Peter Lund reconstituiu em Lagoa Santa a história do pleistoceno nos trópicos

As imagens deste perfil são reproduções do livro Tempo passado - mamíferos do pleistoceno em Minas Gerais, de Cástor Cartelle (Belo Horizonte: Palco, 1994)

O dinamarquês Peter Wilhelm Lund (1801-1880) mudou-se para o Brasil fugindo do clima nórdico, temeroso da tuberculose que vitimara dois irmãos. Depois do encontro casual com o conterrâneo Peter Claussen, Lund fixou residência em Lagoa Santa (MG). Nas cavernas da região, descobriu mais de 12 mil peças fósseis que permitiram escrever a história do período pleistoceno brasileiro - o mais recente na escala geológica - numa época em que o passado tropical era quase desconhecido pela ciência. Lund descobriu também ossadas do chamado 'homem de Lagoa Santa', que puseram em xeque uma série de pressupostos aceitos pela então incipiente paleontologia.

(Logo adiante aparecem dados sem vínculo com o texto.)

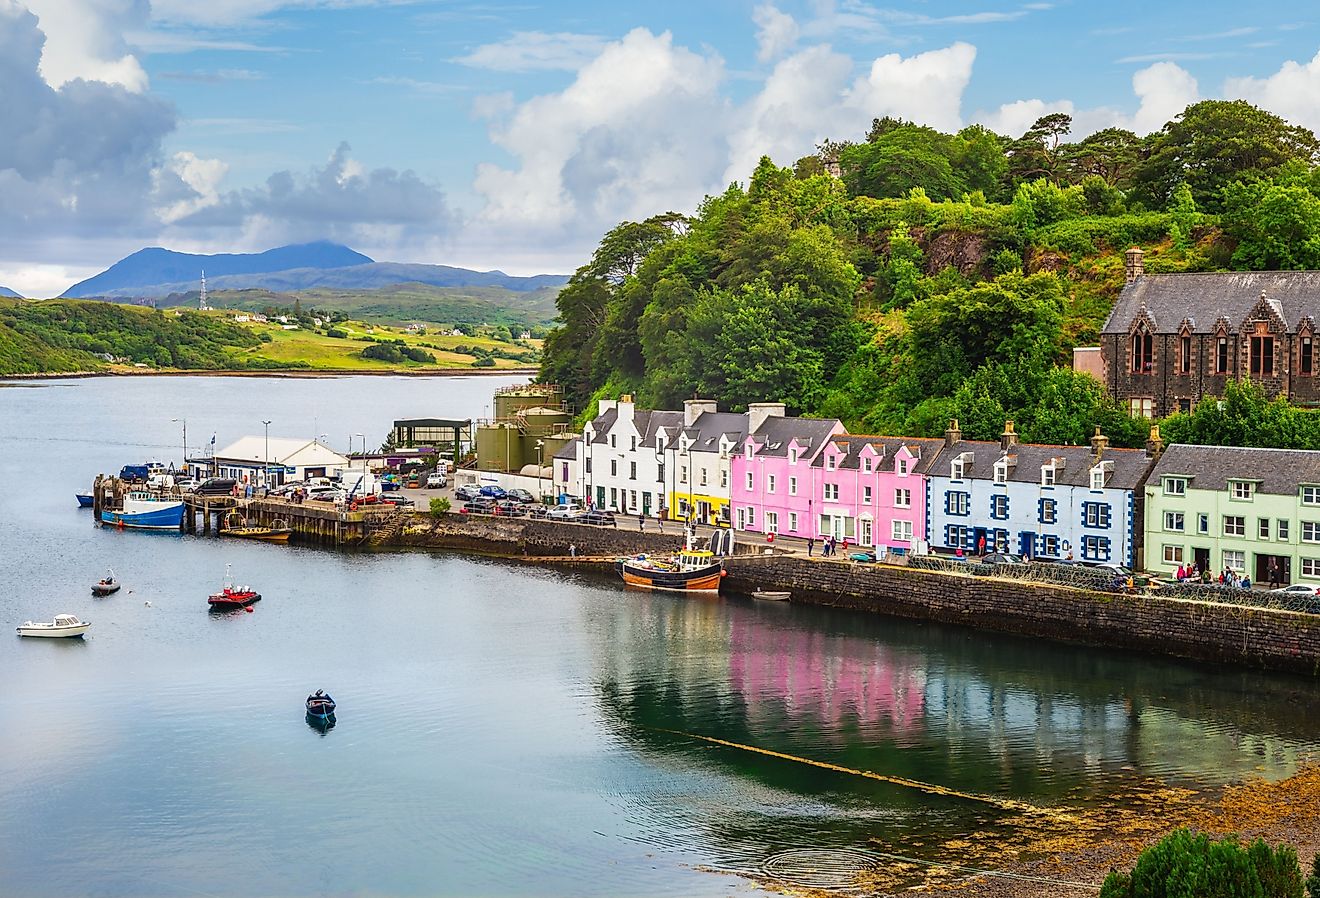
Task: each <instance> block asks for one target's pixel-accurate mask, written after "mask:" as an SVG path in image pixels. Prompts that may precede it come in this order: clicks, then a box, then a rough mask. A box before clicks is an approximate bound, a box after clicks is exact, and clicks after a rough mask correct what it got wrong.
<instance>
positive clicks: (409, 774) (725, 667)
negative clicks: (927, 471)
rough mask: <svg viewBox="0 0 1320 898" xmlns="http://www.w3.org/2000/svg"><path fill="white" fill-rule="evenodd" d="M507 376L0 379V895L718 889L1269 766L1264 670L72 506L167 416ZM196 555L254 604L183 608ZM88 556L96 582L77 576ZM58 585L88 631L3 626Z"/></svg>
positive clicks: (362, 430)
mask: <svg viewBox="0 0 1320 898" xmlns="http://www.w3.org/2000/svg"><path fill="white" fill-rule="evenodd" d="M506 383H511V380H510V379H499V378H446V379H429V378H428V379H411V378H375V376H372V378H327V379H247V378H121V379H110V378H104V379H84V380H49V382H13V383H0V623H4V626H5V627H11V629H9V630H8V631H7V633H8V634H11V635H8V637H7V635H4V634H3V633H0V880H3V886H0V891H3V893H4V894H5V895H22V897H29V895H30V897H41V898H45V897H48V895H50V897H54V895H61V897H66V895H115V897H117V895H124V897H128V895H148V897H156V895H222V897H230V895H235V897H240V895H242V897H247V895H269V894H280V895H359V894H379V895H531V897H543V895H544V897H550V895H619V894H627V895H730V894H750V893H751V891H752V889H751V887H750V886H748V883H747V881H746V880H743V878H741V877H739V876H738V873H739V872H758V870H762V869H766V866H767V864H771V862H772V861H774V858H776V857H781V856H783V853H785V852H797V850H809V852H820V853H824V854H828V853H830V852H833V853H838V854H840V856H846V854H847V853H849V852H853V850H874V849H876V848H883V850H886V852H891V853H895V854H903V856H912V857H917V858H923V860H929V861H936V862H937V861H940V860H941V858H940V857H937V856H932V854H931V850H932V849H931V848H929V846H931V845H937V844H940V843H941V841H942V840H948V839H953V837H958V836H961V835H970V833H974V832H978V831H982V829H985V828H987V827H994V825H998V824H999V821H1001V819H1002V817H1003V811H1002V804H1007V803H1012V802H1023V803H1030V804H1032V806H1038V807H1071V806H1078V804H1086V803H1097V802H1104V800H1105V799H1106V798H1109V796H1113V795H1117V794H1121V792H1122V791H1123V790H1129V788H1131V787H1133V783H1135V782H1140V783H1155V784H1171V786H1180V787H1187V788H1201V790H1213V788H1216V787H1220V786H1222V784H1225V783H1229V782H1234V780H1239V779H1242V778H1246V777H1254V775H1259V777H1267V778H1280V777H1286V775H1288V774H1291V773H1292V771H1294V770H1295V769H1296V766H1298V763H1299V762H1300V759H1302V758H1304V757H1305V755H1307V754H1308V753H1311V751H1312V750H1313V749H1315V747H1316V741H1317V737H1316V733H1320V726H1317V724H1320V720H1317V717H1320V710H1317V708H1316V704H1315V703H1313V701H1312V699H1311V696H1312V693H1313V691H1312V685H1311V683H1309V681H1307V680H1302V679H1296V677H1288V676H1274V675H1265V673H1255V672H1250V671H1242V670H1230V668H1213V667H1205V666H1195V664H1188V663H1180V662H1173V660H1164V659H1156V658H1147V656H1138V655H1130V654H1123V652H1114V651H1101V650H1090V648H1076V647H1068V646H1059V644H1051V643H1045V642H1040V640H1030V639H1019V638H1011V637H1006V635H997V634H982V633H975V631H970V630H965V629H957V627H944V626H933V625H923V623H920V622H912V621H896V619H888V618H880V617H874V615H865V614H857V613H847V611H840V610H832V609H816V607H803V606H797V605H792V604H780V602H756V601H754V600H751V598H748V597H739V596H723V597H718V598H692V597H684V596H671V594H648V593H638V592H628V590H624V589H623V586H622V584H619V582H615V581H614V580H612V578H610V577H606V576H601V577H593V576H582V574H564V573H561V572H556V570H552V569H544V568H536V567H528V565H521V564H513V563H503V561H492V560H482V559H473V557H465V556H462V555H457V553H438V552H437V553H421V552H408V553H388V552H384V553H351V552H335V551H333V549H322V548H305V547H297V545H290V547H281V545H269V544H259V543H247V541H243V540H232V541H231V540H223V539H218V537H214V536H181V535H172V534H168V535H158V534H141V532H124V531H115V530H111V528H98V527H95V526H94V523H92V520H91V514H90V512H88V511H86V510H79V508H78V504H77V502H75V501H74V494H75V493H81V491H86V490H87V487H88V486H90V485H91V481H92V477H94V475H95V474H96V473H98V471H107V473H108V471H117V470H119V467H120V466H121V465H124V464H129V462H141V461H144V460H147V458H162V460H177V458H178V456H180V453H181V442H182V427H181V421H174V420H172V419H185V417H186V419H187V428H189V444H190V446H194V448H199V446H203V445H206V444H209V442H210V440H211V434H213V433H214V434H215V436H216V445H223V444H226V442H230V441H232V440H236V438H239V437H240V436H246V434H251V433H256V434H260V433H261V432H263V421H264V420H269V421H272V424H271V436H272V437H273V436H281V437H298V436H305V437H308V438H312V437H313V436H317V434H318V433H327V437H326V440H327V441H329V442H330V444H331V445H334V446H337V448H339V449H345V448H346V446H347V442H348V440H350V438H356V437H355V436H354V434H358V433H362V434H366V438H367V442H368V445H378V444H379V442H380V441H381V440H383V438H384V436H385V433H387V432H388V429H389V425H391V421H392V420H393V419H395V417H418V416H436V417H480V416H482V413H483V407H484V405H488V404H490V401H491V399H490V396H491V392H492V391H494V390H495V388H496V387H499V386H503V384H506ZM226 565H231V567H232V570H234V576H235V578H236V580H238V581H240V582H247V584H251V585H252V586H253V588H255V589H256V590H257V592H260V593H261V594H263V600H261V601H260V602H259V604H256V605H255V606H253V611H252V613H243V611H238V613H231V614H209V613H207V610H206V596H207V594H209V593H210V592H215V590H216V588H218V586H219V585H220V580H222V577H223V576H224V568H226ZM107 568H114V570H115V573H116V574H117V577H119V580H120V581H121V582H123V584H124V588H123V589H121V590H120V592H119V593H117V594H115V596H112V597H108V598H92V596H91V590H90V585H91V584H92V582H95V580H96V578H98V577H100V576H102V574H103V573H104V572H106V569H107ZM63 611H69V613H74V614H77V615H79V617H82V618H86V619H90V621H91V622H92V629H91V631H90V633H88V634H87V637H86V639H82V640H77V639H74V640H34V639H20V638H17V637H16V635H12V634H13V630H12V627H15V626H17V625H18V623H21V622H24V621H26V619H48V621H49V619H51V618H53V617H54V614H57V613H63ZM317 688H323V689H326V691H329V692H330V693H331V695H333V696H334V697H335V700H337V701H338V714H337V724H335V726H334V728H333V729H329V730H325V732H322V730H319V729H317V728H313V726H310V725H309V724H308V721H306V720H305V717H304V713H302V703H304V697H305V696H306V695H308V693H309V692H310V691H314V689H317ZM824 854H822V856H824Z"/></svg>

Apesar da existência de achados fósseis anteriores, Lund é considerado pai da paleontologia brasileira. O título se deveria ao pioneirismo em pesquisas sistemáticas, segundo o paleontólogo Cástor Cartelle, professor da Universidade Federal de Minas Gerais (UFMG). "É notável seu conhecimento e os relativamente poucos erros, sobretudo se levarmos em conta o isolamento na pequena Lagoa Santa." Exemplo demonstrativo é o caso das preguiças gigantes: Lund percebeu que havia duas espécies distintas na América do Sul -- a existência de apenas uma era reconhecida. Um século e meio depois, estudos demonstrariam a correção do dinamarquês.O primeiro achado de Lund foram poucos ossos de uma das menores preguiças-gigantes da América

Lund também é reconhecido como pai da arqueologia e da espeleologia (estudo das cavernas), pioneirismo extensivo às três Américas. Foi o primeiro a assinalar a presença de sambaquis e inscrições rupestres, além de descrever instrumentos líticos encontrados. Ele foi ainda o primeiro a localizar e entrar em algumas das mais de 800 cavernas que explorou.

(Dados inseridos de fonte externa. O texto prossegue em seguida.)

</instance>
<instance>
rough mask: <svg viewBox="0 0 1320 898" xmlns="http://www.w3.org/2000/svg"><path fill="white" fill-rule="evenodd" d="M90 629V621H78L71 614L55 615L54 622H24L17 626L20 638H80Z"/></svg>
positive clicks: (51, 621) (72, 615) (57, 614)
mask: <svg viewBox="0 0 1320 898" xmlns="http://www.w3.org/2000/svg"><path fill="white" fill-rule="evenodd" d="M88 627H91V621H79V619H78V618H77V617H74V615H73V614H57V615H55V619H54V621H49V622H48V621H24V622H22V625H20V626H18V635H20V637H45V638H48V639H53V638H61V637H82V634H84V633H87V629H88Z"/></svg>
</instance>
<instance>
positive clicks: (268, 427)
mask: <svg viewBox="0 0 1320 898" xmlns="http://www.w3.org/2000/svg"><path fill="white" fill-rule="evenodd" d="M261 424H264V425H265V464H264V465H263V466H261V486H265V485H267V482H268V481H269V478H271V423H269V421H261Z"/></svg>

Cartelle enumera algumas das espécies extintas que tiveram fósseis descobertos pela primeira vez por Lund: cavalos, diversos carnívoros como o tigre-dentes-de-sabre e o cachorro das cavernas, além de preguiças terrícolas, capivara e tatu gigantes. Ainda hoje, Lund é a principal referência para estudiosos da paleontologia de mamíferos no Brasil. Pretendia desenvolver monografias sobre diferentes mamíferos pré-históricos, mas realizou seu intento apenas para os caninos.

As coleções remetidas a sua pátria devido ao financiamento pela monarquia dinamarquesa seriam estudadas no final do século 19 e início do 20 por um paleontólogo de Copenhague, Herluf Winge, que interpreta em diversos volumes a obra de Lund. No Brasil, os escritos de Lund foram publicados em 1935, pela Biblioteca Mineira de Cultura, e em 1950 pelo paleontólogo Carlos de Paula Couto, continuador de seu trabalho.

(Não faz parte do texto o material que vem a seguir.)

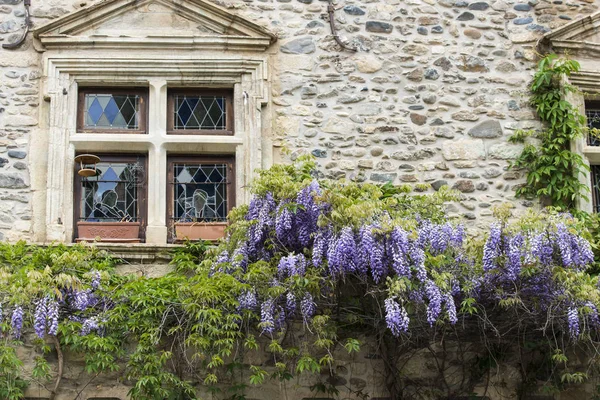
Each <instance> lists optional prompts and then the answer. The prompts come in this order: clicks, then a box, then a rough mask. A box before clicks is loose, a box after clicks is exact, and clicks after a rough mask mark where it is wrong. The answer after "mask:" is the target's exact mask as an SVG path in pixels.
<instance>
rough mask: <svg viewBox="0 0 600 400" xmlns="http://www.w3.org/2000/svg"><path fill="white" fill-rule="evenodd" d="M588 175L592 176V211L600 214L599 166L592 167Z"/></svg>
mask: <svg viewBox="0 0 600 400" xmlns="http://www.w3.org/2000/svg"><path fill="white" fill-rule="evenodd" d="M590 175H591V176H592V194H593V199H594V211H595V212H597V213H600V165H592V166H591V171H590Z"/></svg>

Antes do surgimento da teoria de Darwin, as descobertas de Lund apontavam para a evolução das espécies. Luterano convicto, o dinamarquês acreditava que desastres naturais teriam levado à extinção de diversas formas de vida. Especula-se que a descoberta de fósseis que inviabilizavam a teoria das catástrofes de que Lund era partidário teria contribuído para seu afastamento da ciência, ainda por volta dos 40 anos.